Executive producer Matty Roberts said “The feedback from the Desert Vet pilot episode, which was watched by more than 800,000 people last year, was that viewers wanted to see more of Rick’s family, and engage more deeply with some of the unique animal stories, so we’ll be looking to go over and above that episode via some really amazing new storylines and surprises.”
Nine Network Head of Programming Hamish Turner said: “It’s great to be partnering with Projucer on this production. We were drawn to the diverse characters and storytelling the outback delivers. It prints a very unique range of real-life Australian stories.”
Desert Vet is due to air on UKTV’s Eden and Nine’s main channel at primetime on Friday nights in the second half of the year.
Nine recently picked up a new-look Bondi Vet to screen later this year.

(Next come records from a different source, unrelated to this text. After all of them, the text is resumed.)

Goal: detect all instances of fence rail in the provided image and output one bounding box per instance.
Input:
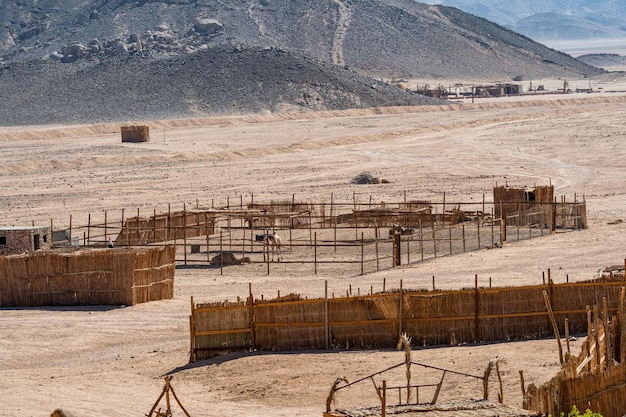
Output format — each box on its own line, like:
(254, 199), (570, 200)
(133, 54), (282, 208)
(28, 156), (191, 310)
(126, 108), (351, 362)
(45, 196), (587, 274)
(190, 274), (626, 361)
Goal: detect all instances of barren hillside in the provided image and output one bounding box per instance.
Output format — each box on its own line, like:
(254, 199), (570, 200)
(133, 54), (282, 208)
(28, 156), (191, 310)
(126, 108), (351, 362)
(0, 0), (603, 125)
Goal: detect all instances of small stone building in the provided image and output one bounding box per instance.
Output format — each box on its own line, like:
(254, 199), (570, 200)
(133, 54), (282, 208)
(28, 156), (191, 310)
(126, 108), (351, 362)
(0, 226), (52, 255)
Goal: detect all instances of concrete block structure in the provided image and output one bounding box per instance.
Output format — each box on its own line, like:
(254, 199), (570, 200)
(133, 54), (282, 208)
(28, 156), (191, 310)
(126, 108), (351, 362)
(0, 226), (52, 255)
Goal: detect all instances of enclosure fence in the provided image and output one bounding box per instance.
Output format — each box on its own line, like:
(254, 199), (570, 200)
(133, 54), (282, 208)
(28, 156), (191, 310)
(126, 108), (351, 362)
(47, 195), (587, 274)
(0, 246), (176, 307)
(522, 280), (626, 417)
(190, 278), (625, 361)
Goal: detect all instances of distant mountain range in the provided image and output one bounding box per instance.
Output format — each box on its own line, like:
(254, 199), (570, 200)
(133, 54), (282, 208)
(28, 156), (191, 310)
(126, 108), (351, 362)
(0, 0), (604, 125)
(421, 0), (626, 52)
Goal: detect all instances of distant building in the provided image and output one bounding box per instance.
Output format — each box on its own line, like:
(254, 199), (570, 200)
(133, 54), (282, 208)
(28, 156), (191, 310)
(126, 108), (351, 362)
(0, 226), (52, 255)
(474, 84), (522, 97)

This week Adrian Swift, Nine’s Head of Content Production & Development, told delegates at the AIDC, “One of the things we really believe is the audience likes things they know. That’s one of the reasons why Bondi Vet was a good title for us.
“If you have a show with a title that people know and understand, there’s a million dollars of marketing before you even get up. We used to run a promo and 1.6m people would see it. We run a promo and we are lucky these days if 600,000 people see it.
“So you end up spending millions of dollars on buses. Frankly if you give people a show they know in the EPG or the paper… it’s a million dollars worth of marketing before you even start.”